As disposições do Código Tributário Nacional não excluem a incidência e exigibilidade, EXCETO:
- A)Da contribuição sindical.
Correta, porque a contribuição sindical é expressamente mencionada no art. 9 do CTN como hipótese cuja incidência e exigibilidade não são excluídas.
- B)Das denominadas quotas de previdência.
Correta, porque as denominadas quotas de previdência também estão expressamente previstas no art. 9 do CTN.
- C)Da contribuição destinada a constituir o Fundo de Assistência e Previdência do Trabalhador Rural.
Correta, porque a contribuição destinada ao Fundo de Assistência e Previdência do Trabalhador Rural consta do rol do art. 9 do CTN.
- D)Da contribuição destinada ao Benefício de Prestação Continuada.

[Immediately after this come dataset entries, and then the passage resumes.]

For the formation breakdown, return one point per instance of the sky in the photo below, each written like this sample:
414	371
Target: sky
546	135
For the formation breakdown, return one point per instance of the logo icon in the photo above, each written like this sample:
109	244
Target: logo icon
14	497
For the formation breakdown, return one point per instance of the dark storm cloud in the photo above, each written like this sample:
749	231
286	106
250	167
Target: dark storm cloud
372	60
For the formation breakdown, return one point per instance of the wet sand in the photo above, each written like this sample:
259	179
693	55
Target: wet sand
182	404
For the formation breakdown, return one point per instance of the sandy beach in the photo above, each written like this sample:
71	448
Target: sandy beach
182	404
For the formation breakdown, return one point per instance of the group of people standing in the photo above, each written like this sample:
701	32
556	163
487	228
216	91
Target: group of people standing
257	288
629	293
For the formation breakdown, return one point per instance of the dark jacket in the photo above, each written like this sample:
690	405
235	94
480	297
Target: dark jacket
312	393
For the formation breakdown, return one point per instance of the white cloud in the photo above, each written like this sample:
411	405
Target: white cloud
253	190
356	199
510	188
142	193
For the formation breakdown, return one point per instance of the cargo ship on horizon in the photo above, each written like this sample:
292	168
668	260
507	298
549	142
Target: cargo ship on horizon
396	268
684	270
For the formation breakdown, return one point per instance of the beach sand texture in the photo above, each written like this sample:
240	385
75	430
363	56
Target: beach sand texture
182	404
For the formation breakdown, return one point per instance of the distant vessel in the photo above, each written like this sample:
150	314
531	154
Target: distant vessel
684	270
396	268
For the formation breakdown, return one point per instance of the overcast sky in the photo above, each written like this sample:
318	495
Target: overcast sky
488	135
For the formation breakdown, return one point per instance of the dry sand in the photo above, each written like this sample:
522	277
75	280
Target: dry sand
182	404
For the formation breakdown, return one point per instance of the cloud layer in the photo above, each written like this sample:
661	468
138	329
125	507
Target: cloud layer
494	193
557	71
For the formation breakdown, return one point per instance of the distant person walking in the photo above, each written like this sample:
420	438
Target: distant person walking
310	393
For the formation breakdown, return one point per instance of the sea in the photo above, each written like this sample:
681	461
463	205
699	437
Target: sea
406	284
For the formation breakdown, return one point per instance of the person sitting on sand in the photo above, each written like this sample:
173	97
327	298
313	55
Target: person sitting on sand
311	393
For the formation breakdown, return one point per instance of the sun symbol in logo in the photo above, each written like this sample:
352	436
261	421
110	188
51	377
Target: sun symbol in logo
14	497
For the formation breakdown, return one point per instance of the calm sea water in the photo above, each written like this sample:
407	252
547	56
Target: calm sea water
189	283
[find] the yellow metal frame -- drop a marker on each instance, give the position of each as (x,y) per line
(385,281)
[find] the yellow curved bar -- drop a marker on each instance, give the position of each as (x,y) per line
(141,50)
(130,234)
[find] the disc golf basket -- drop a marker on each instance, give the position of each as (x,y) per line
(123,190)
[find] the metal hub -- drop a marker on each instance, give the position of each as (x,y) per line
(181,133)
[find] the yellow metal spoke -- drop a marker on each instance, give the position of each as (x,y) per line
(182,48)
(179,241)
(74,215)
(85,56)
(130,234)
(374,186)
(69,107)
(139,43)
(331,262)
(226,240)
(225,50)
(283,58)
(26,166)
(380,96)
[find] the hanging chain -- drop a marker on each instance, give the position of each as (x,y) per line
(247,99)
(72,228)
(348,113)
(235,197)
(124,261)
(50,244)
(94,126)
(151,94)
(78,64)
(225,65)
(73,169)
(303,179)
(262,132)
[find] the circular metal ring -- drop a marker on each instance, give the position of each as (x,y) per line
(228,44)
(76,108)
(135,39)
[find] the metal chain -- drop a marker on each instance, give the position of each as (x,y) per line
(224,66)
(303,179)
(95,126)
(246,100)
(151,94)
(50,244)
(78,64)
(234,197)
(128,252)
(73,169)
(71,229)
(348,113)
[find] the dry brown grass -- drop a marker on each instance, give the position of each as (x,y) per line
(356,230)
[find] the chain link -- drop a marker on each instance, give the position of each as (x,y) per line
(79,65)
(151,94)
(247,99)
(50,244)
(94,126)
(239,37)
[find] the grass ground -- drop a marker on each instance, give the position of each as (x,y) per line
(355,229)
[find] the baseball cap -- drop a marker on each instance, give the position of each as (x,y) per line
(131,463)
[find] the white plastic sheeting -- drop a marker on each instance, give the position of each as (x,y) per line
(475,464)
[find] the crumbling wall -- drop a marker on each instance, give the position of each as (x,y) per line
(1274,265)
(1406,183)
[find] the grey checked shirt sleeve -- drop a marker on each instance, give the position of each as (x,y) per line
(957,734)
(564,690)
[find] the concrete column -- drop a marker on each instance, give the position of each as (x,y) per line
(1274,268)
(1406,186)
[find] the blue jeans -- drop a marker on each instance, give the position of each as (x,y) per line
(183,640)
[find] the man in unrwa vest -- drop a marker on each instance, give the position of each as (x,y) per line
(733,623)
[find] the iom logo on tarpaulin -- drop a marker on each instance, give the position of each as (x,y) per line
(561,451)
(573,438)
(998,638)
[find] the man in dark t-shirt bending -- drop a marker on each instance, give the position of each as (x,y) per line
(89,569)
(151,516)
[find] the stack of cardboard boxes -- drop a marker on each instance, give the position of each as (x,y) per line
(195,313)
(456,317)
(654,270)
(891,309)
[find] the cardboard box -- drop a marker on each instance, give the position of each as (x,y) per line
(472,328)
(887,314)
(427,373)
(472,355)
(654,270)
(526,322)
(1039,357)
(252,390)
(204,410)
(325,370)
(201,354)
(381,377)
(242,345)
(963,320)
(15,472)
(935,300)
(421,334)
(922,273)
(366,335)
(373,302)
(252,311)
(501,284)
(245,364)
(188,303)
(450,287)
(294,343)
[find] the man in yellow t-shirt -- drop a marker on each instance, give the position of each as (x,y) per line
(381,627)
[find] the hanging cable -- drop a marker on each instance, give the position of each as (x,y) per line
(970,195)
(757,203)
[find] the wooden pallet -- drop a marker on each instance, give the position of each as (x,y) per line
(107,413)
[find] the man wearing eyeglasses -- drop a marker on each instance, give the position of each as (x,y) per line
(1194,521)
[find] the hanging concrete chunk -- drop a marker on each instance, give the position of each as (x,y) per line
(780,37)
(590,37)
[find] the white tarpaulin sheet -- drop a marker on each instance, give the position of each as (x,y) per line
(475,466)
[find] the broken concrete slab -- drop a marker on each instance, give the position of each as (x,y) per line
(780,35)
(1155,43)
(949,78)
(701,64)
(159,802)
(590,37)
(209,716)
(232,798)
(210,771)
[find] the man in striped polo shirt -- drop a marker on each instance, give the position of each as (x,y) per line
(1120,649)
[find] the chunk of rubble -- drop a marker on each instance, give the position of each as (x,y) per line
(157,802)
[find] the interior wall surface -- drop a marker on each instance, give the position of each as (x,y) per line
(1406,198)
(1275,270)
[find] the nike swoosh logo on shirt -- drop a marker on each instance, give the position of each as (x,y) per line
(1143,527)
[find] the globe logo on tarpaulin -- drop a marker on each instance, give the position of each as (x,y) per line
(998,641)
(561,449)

Errada, porque o Benefício de Prestação Continuada é benefício assistencial, não uma das exações listadas no art. 9 do CTN.
Gabarito: D
A pegadinha aqui está no art. 9 do CTN, que traz uma lista de exações cuja incidência e exigibilidade não ficam afastadas pelas regras do Código. Em outras palavras: o CTN não serve para “blindar” essas cobranças, então elas continuam podendo ser exigidas normalmente. Esse artigo menciona, por exemplo, a contribuição sindical, as quotas de previdência e a contribuição destinada ao Fundo de Assistência e Previdência do Trabalhador Rural. São hipóteses clássicas de memória de prova, porque a banca adora trocar uma contribuição verdadeira por uma espécie parecida, mas que não está na lista legal. O gabarito é a letra D porque a contribuição destinada ao Benefício de Prestação Continuada não está no art. 9 do CTN. Além disso, o BPC nem tem natureza de contribuição tributária: ele é um benefício assistencial da Seguridade Social, previsto no art. 203, V, da Constituição, pago a idosos e pessoas com deficiência em situação de vulnerabilidade. Então, se a questão pergunta o que o CTN não exclui da incidência e exigibilidade, você precisa lembrar da lista legal do art. 9. Se apareceu algo com cara de benefício assistencial, já desconfie: ali costuma estar a casca de banana.